Given at a conference of cardinals and bishops held in Rome, December 17, 2010. The author is auxiliary bishop of Karaganda, Kazakhstan His Excellency Athanasius Schneider, ORC; it is translated here by Richard Chonak courtesy of EWTN.

The primacy of the worship of God as the basis of all true pastoral theology.


I. The theological foundation of pastoral theology

To speak correctly of pastoral theory and practice, it is necessary first to be conscious of their foundation and their theological aim.
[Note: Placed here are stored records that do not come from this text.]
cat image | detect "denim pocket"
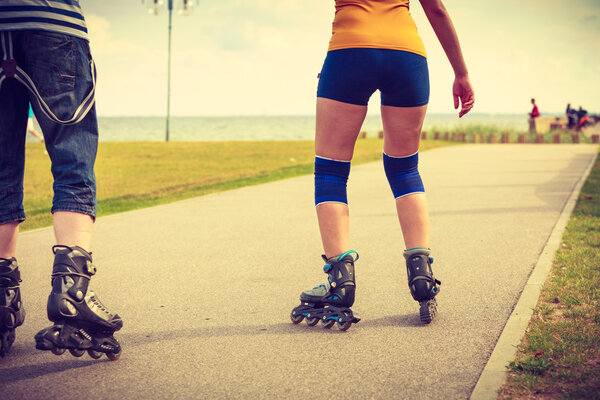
[27,32,77,97]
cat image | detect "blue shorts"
[317,48,429,107]
[0,30,98,224]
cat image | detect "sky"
[80,0,600,116]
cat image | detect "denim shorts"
[0,30,98,224]
[317,48,429,107]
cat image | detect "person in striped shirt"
[0,0,122,360]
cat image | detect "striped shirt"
[0,0,88,39]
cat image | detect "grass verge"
[498,150,600,399]
[21,139,451,230]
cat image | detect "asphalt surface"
[0,144,598,399]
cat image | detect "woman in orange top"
[291,0,474,330]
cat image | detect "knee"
[315,156,350,205]
[383,152,425,199]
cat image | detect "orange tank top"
[329,0,427,57]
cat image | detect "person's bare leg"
[381,105,429,249]
[53,211,94,251]
[315,97,367,258]
[0,222,19,258]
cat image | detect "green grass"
[21,139,450,230]
[498,150,600,399]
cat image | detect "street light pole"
[166,0,173,142]
[142,0,194,142]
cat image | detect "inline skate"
[0,257,25,357]
[290,250,360,331]
[404,247,442,324]
[35,246,123,361]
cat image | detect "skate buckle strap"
[322,250,359,272]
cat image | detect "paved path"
[0,145,598,399]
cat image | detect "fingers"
[458,93,475,118]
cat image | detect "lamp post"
[142,0,194,142]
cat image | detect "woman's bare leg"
[381,105,429,249]
[315,97,367,258]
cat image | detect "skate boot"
[404,247,442,324]
[290,250,360,331]
[35,246,123,361]
[0,257,25,357]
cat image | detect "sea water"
[28,114,528,142]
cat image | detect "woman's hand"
[452,76,475,118]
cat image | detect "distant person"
[566,103,577,130]
[27,105,44,142]
[577,106,589,132]
[291,0,474,330]
[529,99,540,133]
[0,0,123,359]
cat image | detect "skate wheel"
[337,321,352,331]
[419,299,437,324]
[321,319,335,329]
[50,346,67,356]
[88,349,103,360]
[69,349,85,357]
[106,350,121,361]
[290,313,304,324]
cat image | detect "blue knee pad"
[383,152,425,199]
[315,156,350,206]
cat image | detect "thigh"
[379,50,429,107]
[317,48,379,106]
[315,97,367,161]
[0,78,28,224]
[381,105,427,157]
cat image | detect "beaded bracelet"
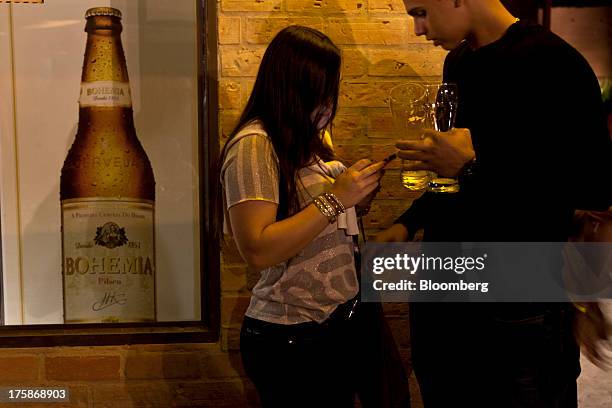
[312,197,336,224]
[317,194,340,222]
[322,192,346,213]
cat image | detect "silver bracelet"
[323,191,346,213]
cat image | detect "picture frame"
[0,0,220,347]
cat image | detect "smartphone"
[382,152,397,166]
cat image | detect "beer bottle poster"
[60,7,155,323]
[0,0,201,325]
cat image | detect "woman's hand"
[330,159,385,208]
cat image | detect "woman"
[221,26,404,408]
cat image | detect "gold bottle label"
[79,81,132,108]
[62,199,155,323]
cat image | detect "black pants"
[240,303,410,408]
[410,303,580,408]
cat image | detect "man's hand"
[574,302,612,369]
[395,128,476,177]
[371,224,408,242]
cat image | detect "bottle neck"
[79,27,134,128]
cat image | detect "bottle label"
[79,81,132,108]
[62,199,155,323]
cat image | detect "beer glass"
[389,82,432,191]
[423,83,459,193]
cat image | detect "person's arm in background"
[371,193,435,242]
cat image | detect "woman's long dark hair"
[217,26,340,234]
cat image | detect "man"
[377,0,612,408]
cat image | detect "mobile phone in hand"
[382,152,397,166]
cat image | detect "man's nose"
[414,19,427,36]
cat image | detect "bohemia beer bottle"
[60,7,155,323]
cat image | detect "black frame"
[552,0,612,7]
[0,0,221,348]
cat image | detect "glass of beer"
[389,82,432,191]
[423,83,459,193]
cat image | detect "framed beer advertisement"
[0,0,219,339]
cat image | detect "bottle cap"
[85,7,121,18]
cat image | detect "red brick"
[340,80,399,108]
[221,0,281,12]
[328,16,412,45]
[332,113,365,141]
[363,200,408,228]
[45,356,120,381]
[219,110,240,146]
[219,17,240,44]
[0,356,39,385]
[368,0,406,14]
[342,48,370,78]
[92,381,175,408]
[125,353,201,380]
[173,379,252,408]
[219,80,242,110]
[219,46,265,77]
[246,17,323,45]
[0,383,91,408]
[221,328,240,351]
[364,44,447,79]
[286,0,366,15]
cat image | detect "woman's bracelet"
[312,196,336,224]
[323,191,346,213]
[313,193,346,224]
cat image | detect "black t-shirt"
[397,22,612,242]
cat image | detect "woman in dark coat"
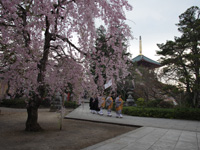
[90,97,95,113]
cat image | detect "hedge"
[1,98,27,108]
[64,101,79,108]
[123,107,200,120]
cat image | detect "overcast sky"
[126,0,200,60]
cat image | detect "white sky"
[126,0,200,61]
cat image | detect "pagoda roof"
[132,55,161,68]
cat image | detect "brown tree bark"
[25,99,42,132]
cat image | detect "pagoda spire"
[139,36,142,55]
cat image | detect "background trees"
[0,0,132,131]
[157,7,200,107]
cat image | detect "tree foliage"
[0,0,132,131]
[157,6,200,107]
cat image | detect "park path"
[65,103,200,150]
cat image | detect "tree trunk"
[25,100,42,132]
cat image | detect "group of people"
[90,94,123,118]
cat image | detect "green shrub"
[1,98,27,108]
[64,101,79,108]
[136,98,145,107]
[158,101,174,108]
[123,107,200,120]
[146,99,162,108]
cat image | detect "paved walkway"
[65,103,200,150]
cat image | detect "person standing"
[98,95,105,115]
[94,94,100,114]
[115,95,123,118]
[89,97,95,114]
[106,94,113,117]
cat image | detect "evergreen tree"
[157,6,200,107]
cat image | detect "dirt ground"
[0,107,136,150]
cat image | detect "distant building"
[132,36,161,69]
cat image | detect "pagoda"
[132,36,161,69]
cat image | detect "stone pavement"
[65,103,200,150]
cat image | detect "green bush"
[146,99,162,108]
[123,107,200,120]
[64,101,79,108]
[136,98,145,107]
[158,101,174,108]
[1,98,27,108]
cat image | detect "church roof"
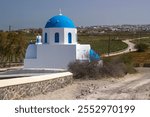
[45,14,75,28]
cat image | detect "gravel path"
[25,68,150,100]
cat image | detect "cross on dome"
[59,9,62,15]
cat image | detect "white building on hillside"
[24,14,99,69]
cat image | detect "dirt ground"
[25,68,150,100]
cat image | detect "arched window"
[55,33,59,43]
[44,33,47,43]
[68,33,72,43]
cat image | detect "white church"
[24,13,99,69]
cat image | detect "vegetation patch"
[69,55,136,79]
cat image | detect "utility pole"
[9,25,11,32]
[108,34,110,56]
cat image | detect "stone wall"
[0,72,73,100]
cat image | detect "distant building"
[24,14,99,69]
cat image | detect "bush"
[69,61,98,79]
[69,55,136,79]
[135,43,148,52]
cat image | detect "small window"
[68,33,72,43]
[44,33,47,43]
[55,33,59,43]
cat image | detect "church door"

The aim of the Church is the aim of the Incarnation: “propter nostram salutem.” This is how the faith and the prayer of the Church are expressed: “Qui propter nos homines et propter nostram salutem descendit de caelis et incarnatus est.... et homo factus est.” This salvation means the salvation of the soul for eternal life. The purpose of the Church’s whole juridical and pastoral order also consists of this salvation, as the last canon of the Code of Canon Law tells us: “prae oculis habita salute animarum, quae in Ecclesia suprema semper lex esse debet.” (can. 1752)

The content of the salvation of the human soul consists of holiness, of renewal and indeed perfection of the original human dignity in Christ. God has created man according to His image and His likeness (Gen. 1:26) and this work is marvelous, as the Church says in the liturgy. “Deus, qui humanae substantiae dignitatem mirabiliter condidisti”. But more marvelous yet is the renewal and the perfecting of this image that has come by the work of the Redemption: “mirabilius reformasti”. Renewal, new perfection, holiness consist of the unimaginable grace of man’s participation in the Divine nature itself: “Divinitatis esse consortes”. This participation in the divine nature means being adopted sons of God, being sons in the Only Son, Jesus Christ.
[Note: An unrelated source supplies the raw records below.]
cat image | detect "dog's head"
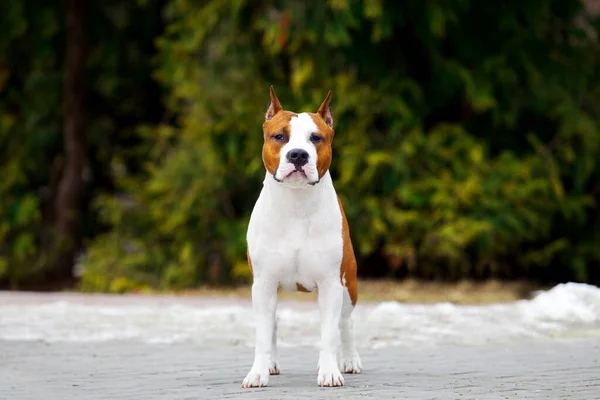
[262,86,334,188]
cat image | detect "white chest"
[247,174,343,290]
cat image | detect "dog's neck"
[263,171,336,216]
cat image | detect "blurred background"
[0,0,600,293]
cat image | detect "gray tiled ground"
[0,339,600,400]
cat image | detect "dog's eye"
[310,133,323,143]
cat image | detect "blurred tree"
[0,0,164,287]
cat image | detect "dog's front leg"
[242,278,277,388]
[317,277,344,386]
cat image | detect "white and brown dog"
[242,87,362,387]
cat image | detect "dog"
[242,86,362,388]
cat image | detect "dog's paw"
[269,361,279,375]
[317,362,344,387]
[340,353,362,374]
[242,369,269,388]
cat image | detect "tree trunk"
[51,0,87,279]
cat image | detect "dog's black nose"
[287,149,308,168]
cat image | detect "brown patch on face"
[308,113,335,179]
[338,197,358,306]
[296,282,310,293]
[263,111,298,175]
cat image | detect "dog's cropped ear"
[317,90,333,128]
[265,86,283,121]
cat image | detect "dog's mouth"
[283,168,308,179]
[273,167,321,186]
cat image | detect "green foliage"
[0,0,600,292]
[0,0,162,287]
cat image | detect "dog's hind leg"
[269,317,279,375]
[339,287,362,374]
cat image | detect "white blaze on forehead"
[290,113,318,142]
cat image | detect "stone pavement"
[0,339,600,400]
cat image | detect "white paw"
[317,365,344,387]
[269,361,279,375]
[242,368,269,388]
[340,353,362,374]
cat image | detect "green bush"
[83,0,600,290]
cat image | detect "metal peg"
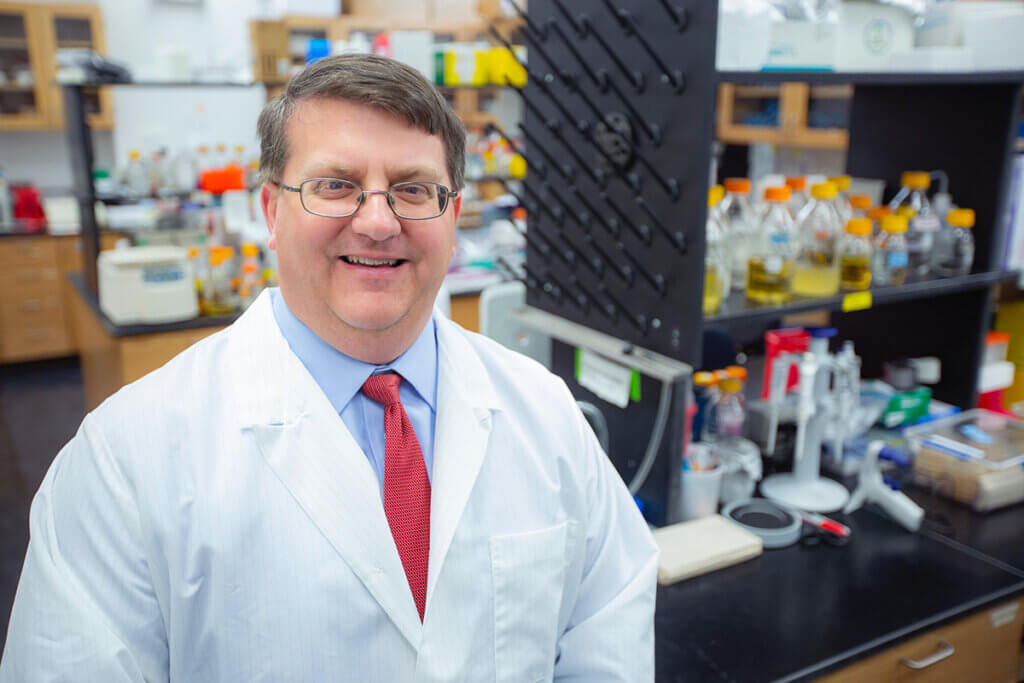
[615,242,666,296]
[634,195,686,253]
[580,14,644,92]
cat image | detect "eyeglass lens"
[301,178,449,219]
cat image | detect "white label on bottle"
[889,251,907,268]
[578,349,633,408]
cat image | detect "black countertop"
[907,488,1024,577]
[654,508,1024,682]
[68,272,242,337]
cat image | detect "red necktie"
[362,373,430,622]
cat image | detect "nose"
[349,191,401,242]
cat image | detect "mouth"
[341,256,406,268]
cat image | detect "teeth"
[345,256,398,265]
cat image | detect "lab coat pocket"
[490,521,569,683]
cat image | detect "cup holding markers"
[679,443,725,521]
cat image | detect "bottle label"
[765,256,782,275]
[889,251,907,268]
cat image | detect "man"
[0,55,656,683]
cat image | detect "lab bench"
[655,497,1024,683]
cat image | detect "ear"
[259,182,281,250]
[450,193,462,259]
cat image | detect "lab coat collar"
[229,292,500,647]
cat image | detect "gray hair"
[257,54,466,190]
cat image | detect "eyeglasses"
[278,178,459,220]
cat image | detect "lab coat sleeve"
[0,416,168,683]
[554,390,658,683]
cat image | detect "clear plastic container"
[720,178,758,291]
[785,175,811,218]
[793,182,843,297]
[715,377,746,439]
[932,209,975,278]
[745,187,797,304]
[703,185,731,315]
[204,246,238,315]
[889,171,941,280]
[839,218,872,291]
[871,216,907,285]
[121,150,152,197]
[828,175,853,225]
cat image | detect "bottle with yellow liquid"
[719,178,758,290]
[839,218,872,291]
[889,171,942,280]
[793,182,843,297]
[703,185,729,315]
[871,216,907,285]
[746,187,796,304]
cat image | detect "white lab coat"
[0,293,657,683]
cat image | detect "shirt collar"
[270,288,437,413]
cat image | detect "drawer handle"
[899,640,956,669]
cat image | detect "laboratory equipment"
[745,187,796,304]
[722,498,804,548]
[785,175,810,218]
[932,209,975,278]
[904,409,1024,512]
[719,178,758,291]
[678,443,725,521]
[843,441,925,531]
[839,218,871,290]
[889,171,941,279]
[828,175,853,225]
[793,182,843,296]
[871,216,908,285]
[96,247,199,325]
[761,329,850,512]
[703,185,730,315]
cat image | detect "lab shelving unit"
[520,0,1024,524]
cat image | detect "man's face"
[263,99,461,353]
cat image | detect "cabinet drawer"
[0,264,60,297]
[0,325,74,361]
[819,600,1024,683]
[0,292,65,330]
[0,237,57,266]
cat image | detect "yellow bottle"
[839,218,871,291]
[793,182,841,297]
[746,187,796,304]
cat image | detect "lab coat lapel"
[238,298,422,647]
[426,314,497,617]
Jesus Christ, the only Son of God by nature, made himself the first-born of many brothers by His true incarnation: “primogenitus in multis fratribus” (Rm 1:29). By means of His redemptive sacrifice Christ offers man the grace of Divine life. The same Divine life in the mystery of the Most Holy Trinity is present in the humanity of the Son of God: “in ipso inhabitat omnis plenitudo divinitatis corporaliter”, in Him all of divinity dwells bodily (Col 2:9). Christ incarnate is full of grace and truth (Jn 1:14). The Holy Spirit shares the grace of Divine sonship and all the other necessary graces of holiness from this font of Divine life by means of the Church, which is the Mystical Body of Christ, in the liturgy of the sacraments. Thus we can better understand what the Second Vatican Council taught:

Liturgia est culmen ad quod actio Ecclesiae tendit et simul fons unde omnis eius virtus emanat. (Sacrosanctum Concilium 10)

The liturgy is the summit toward which the action of the Church tends, and, at the same time, the fountain from which all her energy flows. Apostolic work, in fact, is ordered so that all who have become sons of God by means of faith and baptism may join in assembly, praise God in the Church, and take part in the sacrifice and at the table of the Lord. (SC 10).